Minka: “In 2010 I made a great trip around Chile, Bolivia and Peru. This trip opened a whole new world for me. I saw the most beautiful mountains in the world, the Andes. I saw the alpacas in Bolivia and Peru, and the unique wool products the people made by hand. The local people are very poor but they live a dignified life. I was touched by that. Once back in the Netherlands I realized there should be a market for alpaca wool and these beautiful handmade products. So I started Blue Butterfly Naturals with the mission to buy directly from these manufacturers so that they would benefit themselves the most. It is very important to me that the local craftsmen benefit and that they are not abused as happens regularly. For example there have been Australian and Chinese companies in Peru importing the alpacas for purely commercial motives.”

Angélica: “What are your best selling products? And what are your future plans?”

Minka: “Until last year socks and gloves of alpaca wool were favorites. Oh, and the baby hats. Other popular products are the alpaca shoes and the alpaca coat. But it is not easy to keep my business affordable due to import tariffs.
Furthermore, due to another busy job, I do not always have enough time to dedicate myself sufficiently to my company. For the future I want a more serious website that works better. I would also like to offer my products in other European countries. I am thinking of Norway and Germany. In recent years I have had sufficient clients from Belgium. The Dutch people still do not really know how to value products made by hand with Alpaca wool.

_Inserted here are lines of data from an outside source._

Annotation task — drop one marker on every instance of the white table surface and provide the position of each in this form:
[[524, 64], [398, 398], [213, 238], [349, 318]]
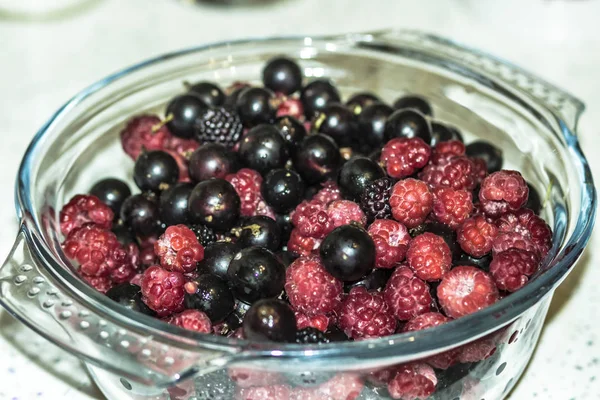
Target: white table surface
[[44, 60]]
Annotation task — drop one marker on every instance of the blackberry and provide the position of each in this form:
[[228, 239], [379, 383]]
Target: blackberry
[[375, 200], [219, 125], [311, 335], [204, 234]]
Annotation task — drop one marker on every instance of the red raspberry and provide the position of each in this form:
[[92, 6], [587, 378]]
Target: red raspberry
[[302, 245], [311, 219], [525, 223], [192, 320], [163, 290], [83, 209], [366, 315], [413, 381], [320, 321], [245, 378], [444, 151], [97, 250], [476, 236], [310, 288], [391, 240], [512, 268], [343, 212], [457, 173], [407, 295], [178, 249], [144, 132], [465, 290], [275, 392], [403, 157], [411, 202], [451, 207], [503, 191], [429, 256]]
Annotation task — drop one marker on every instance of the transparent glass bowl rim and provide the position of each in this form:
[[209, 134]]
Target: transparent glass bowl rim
[[448, 335]]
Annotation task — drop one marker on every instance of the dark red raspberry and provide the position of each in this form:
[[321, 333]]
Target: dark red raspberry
[[163, 290], [391, 240], [366, 315], [144, 132], [406, 295], [179, 249], [444, 151], [311, 219], [344, 212], [476, 236], [320, 321], [451, 207], [302, 245], [457, 173], [525, 223], [101, 283], [512, 268], [413, 381], [375, 200], [83, 209], [403, 157], [192, 320], [411, 202], [310, 288], [503, 191], [429, 256], [465, 290], [97, 250]]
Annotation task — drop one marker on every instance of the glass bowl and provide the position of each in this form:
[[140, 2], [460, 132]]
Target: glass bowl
[[132, 356]]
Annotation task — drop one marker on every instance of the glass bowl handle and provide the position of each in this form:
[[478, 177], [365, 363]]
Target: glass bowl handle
[[563, 105]]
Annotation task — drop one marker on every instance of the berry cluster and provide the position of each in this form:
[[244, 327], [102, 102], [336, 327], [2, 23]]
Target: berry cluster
[[266, 213]]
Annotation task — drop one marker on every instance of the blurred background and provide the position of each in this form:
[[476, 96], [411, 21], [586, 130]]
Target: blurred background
[[51, 49]]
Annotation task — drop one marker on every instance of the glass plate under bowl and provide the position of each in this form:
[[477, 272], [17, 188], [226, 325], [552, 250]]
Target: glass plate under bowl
[[132, 356]]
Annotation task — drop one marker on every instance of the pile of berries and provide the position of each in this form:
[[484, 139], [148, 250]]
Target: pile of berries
[[279, 213]]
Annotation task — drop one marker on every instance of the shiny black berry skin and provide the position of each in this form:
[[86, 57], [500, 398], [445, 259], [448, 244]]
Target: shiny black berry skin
[[141, 215], [360, 101], [408, 123], [316, 95], [263, 149], [111, 192], [173, 204], [155, 171], [491, 154], [211, 295], [258, 231], [414, 103], [282, 189], [375, 281], [356, 175], [338, 122], [317, 159], [348, 253], [282, 75], [534, 202], [214, 203], [256, 106], [292, 130], [212, 160], [371, 123], [255, 273], [270, 320], [183, 111], [444, 133], [217, 257], [209, 93], [130, 296]]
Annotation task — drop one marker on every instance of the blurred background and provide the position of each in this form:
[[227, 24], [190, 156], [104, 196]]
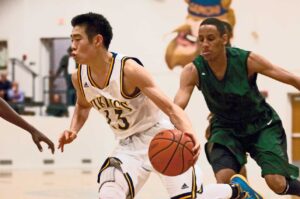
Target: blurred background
[[34, 62]]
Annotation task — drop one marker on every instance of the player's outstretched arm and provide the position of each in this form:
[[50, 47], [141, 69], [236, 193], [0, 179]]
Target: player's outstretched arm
[[258, 64], [80, 115], [188, 81], [137, 76], [11, 116]]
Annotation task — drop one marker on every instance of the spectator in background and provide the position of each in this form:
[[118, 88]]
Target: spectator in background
[[16, 97], [14, 94], [5, 85], [57, 108], [3, 55], [67, 66]]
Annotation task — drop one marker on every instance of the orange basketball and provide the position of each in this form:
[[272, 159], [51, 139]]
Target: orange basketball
[[170, 152]]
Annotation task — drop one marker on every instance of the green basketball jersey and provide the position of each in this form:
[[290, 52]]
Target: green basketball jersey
[[235, 99]]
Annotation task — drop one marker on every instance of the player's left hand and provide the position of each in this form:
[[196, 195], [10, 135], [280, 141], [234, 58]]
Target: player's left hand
[[38, 137], [196, 149]]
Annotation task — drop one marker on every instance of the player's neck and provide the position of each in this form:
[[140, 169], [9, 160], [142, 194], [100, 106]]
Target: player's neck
[[100, 68], [218, 62], [101, 62]]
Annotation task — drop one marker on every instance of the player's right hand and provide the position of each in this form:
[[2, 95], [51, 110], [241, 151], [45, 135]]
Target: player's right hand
[[66, 138]]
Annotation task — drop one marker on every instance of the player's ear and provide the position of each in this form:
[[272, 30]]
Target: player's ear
[[98, 40], [225, 39]]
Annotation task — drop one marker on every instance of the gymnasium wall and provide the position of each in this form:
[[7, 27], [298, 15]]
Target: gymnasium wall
[[141, 28]]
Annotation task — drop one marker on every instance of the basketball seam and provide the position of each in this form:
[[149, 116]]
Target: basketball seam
[[167, 165], [176, 142]]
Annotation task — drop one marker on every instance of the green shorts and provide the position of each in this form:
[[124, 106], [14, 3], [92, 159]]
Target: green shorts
[[268, 147]]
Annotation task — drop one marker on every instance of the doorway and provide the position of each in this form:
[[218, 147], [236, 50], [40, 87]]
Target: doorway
[[53, 50], [295, 101]]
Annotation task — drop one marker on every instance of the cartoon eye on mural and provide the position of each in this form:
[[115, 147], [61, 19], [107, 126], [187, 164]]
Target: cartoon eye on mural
[[183, 48]]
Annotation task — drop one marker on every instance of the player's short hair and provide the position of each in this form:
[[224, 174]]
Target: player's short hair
[[215, 22], [94, 24]]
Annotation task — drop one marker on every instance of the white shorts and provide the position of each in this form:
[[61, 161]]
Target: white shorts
[[132, 152]]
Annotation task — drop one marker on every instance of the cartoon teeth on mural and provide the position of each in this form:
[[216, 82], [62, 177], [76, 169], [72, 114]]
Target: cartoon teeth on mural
[[183, 48]]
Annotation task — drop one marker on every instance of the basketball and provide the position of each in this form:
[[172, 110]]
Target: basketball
[[170, 152]]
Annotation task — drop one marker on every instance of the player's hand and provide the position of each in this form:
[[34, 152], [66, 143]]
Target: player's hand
[[66, 138], [38, 137], [196, 149]]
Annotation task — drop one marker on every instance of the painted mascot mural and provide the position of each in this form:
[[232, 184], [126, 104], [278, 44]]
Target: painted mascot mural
[[183, 48]]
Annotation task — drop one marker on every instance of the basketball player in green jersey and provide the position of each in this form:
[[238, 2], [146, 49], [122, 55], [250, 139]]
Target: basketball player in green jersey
[[242, 120], [125, 94], [7, 113]]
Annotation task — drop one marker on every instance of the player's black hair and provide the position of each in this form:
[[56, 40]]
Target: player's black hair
[[94, 24]]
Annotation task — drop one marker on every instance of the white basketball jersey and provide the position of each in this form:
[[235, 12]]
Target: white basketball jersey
[[125, 114]]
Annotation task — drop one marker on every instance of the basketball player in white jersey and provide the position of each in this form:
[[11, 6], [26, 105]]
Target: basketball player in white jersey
[[124, 92]]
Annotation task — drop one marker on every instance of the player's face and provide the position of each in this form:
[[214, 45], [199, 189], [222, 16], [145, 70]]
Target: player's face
[[83, 51], [210, 42]]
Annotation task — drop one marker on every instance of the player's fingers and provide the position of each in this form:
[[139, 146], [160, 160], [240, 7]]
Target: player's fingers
[[50, 145], [66, 136], [39, 146]]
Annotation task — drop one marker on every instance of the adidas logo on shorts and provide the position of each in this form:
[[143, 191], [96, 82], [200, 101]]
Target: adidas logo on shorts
[[184, 186]]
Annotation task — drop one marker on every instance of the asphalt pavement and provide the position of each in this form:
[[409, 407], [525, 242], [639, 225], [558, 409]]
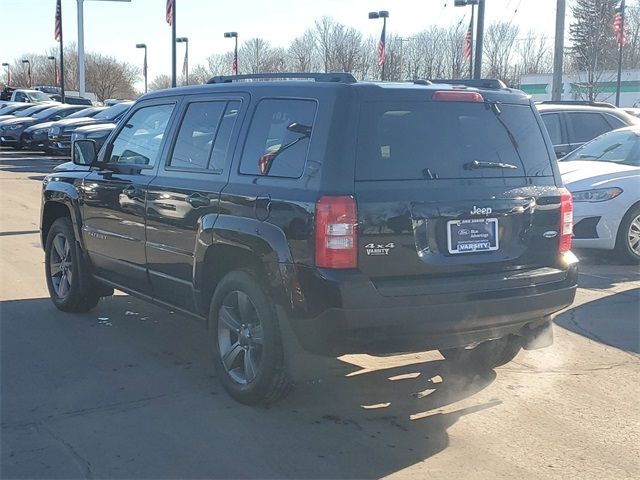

They are not always willing to pay the price it deserves. In addition to alpaca wool products, I want to develop more hand-woven bags. With natural dyed textiles, so there are no chemicals applied.”

This slideshow requires JavaScript.

Angélica: “How do you see sustainability in the textile sector in Peru? How do you try to discern yourself as a company in that aspect?”

Minka: “I think, without really realizing it, the Peruvians have a fairly sustainable textile production, because it is usually natural. But to really create a sustainable label for the export market it is more complicated, because a lot of intermediaries enter the market.

Concerning my own business activities, for the bags I sell, I work together with a foundation in Peru that allows me to buy directly from the weavers. They have the same goal: they only use natural raw materials and wool dyed with natural means, and also handmade. So there is no residual water or processed plastic.
For my alpaca products I work together with individual craftsmen/women and I always ask them to use pure wool or hair. You have to explain it to them because sometimes they do not care about or understand the importance of having pure wool.”

Peru’s animal gold: the Alpaca

Tonight on radioprogram Amigos at Radio Capelle (105.3FM- Dutch radio) I spoke about Peru’s “animal gold”: the alpaca. Here below a short summary for those who missed it!

The alpaca is an animal of the family of South American camelids (like the llama and the vicuna). They spend the whole year at 3500 to 5000 meters in the Andes, and can be found in Argentina, Bolivia, Chile, Ecuador, and Peru. The most important population of the alpaca resides in the Andes of Peru. Since the alpaca is lucrative business, other countries also started breeding alpacas in the 21st century, for example the US and Australia.

alpaca in peruaanse hoogland

Alpacas are used for the production of fibers, primarily to make high-quality clothing and other textiles. There are around 3 million alpacas in the world, especially because their wool is so valuable; more valuable than sheep wool or llama wool. The alpaca wool is finer, softer and of better quality, which is why there is a higher price-tag on it.  A product made with Alpaca fibers is really considered a luxury item, usually bought by people with a higher income.

alpaca poncho.jpg

Peru is the most important exporter (exporting 90% of the Alpaca in the world) and the most important producer of alpaca fibers in the world. More than 60% of national production is destined for the external market. Arequipa is the region from which almost all shipments originate. The main importers are China, the United States, Italy, Norway and the United Kingdom.

The alpaca production and business makes a positive contribution to the family economy of the Andean population and to ecotourism. In the Andean highland cattle breeding is the most important source of income, and it generates jobs. The income provided by the alpaca industry also contributes to food security for farmers.

Some problems that threaten the production of the alpaca are among others population decline in the high Andes, export of genetic material with reduction of the national genetic pool, and the negative effects of climate change.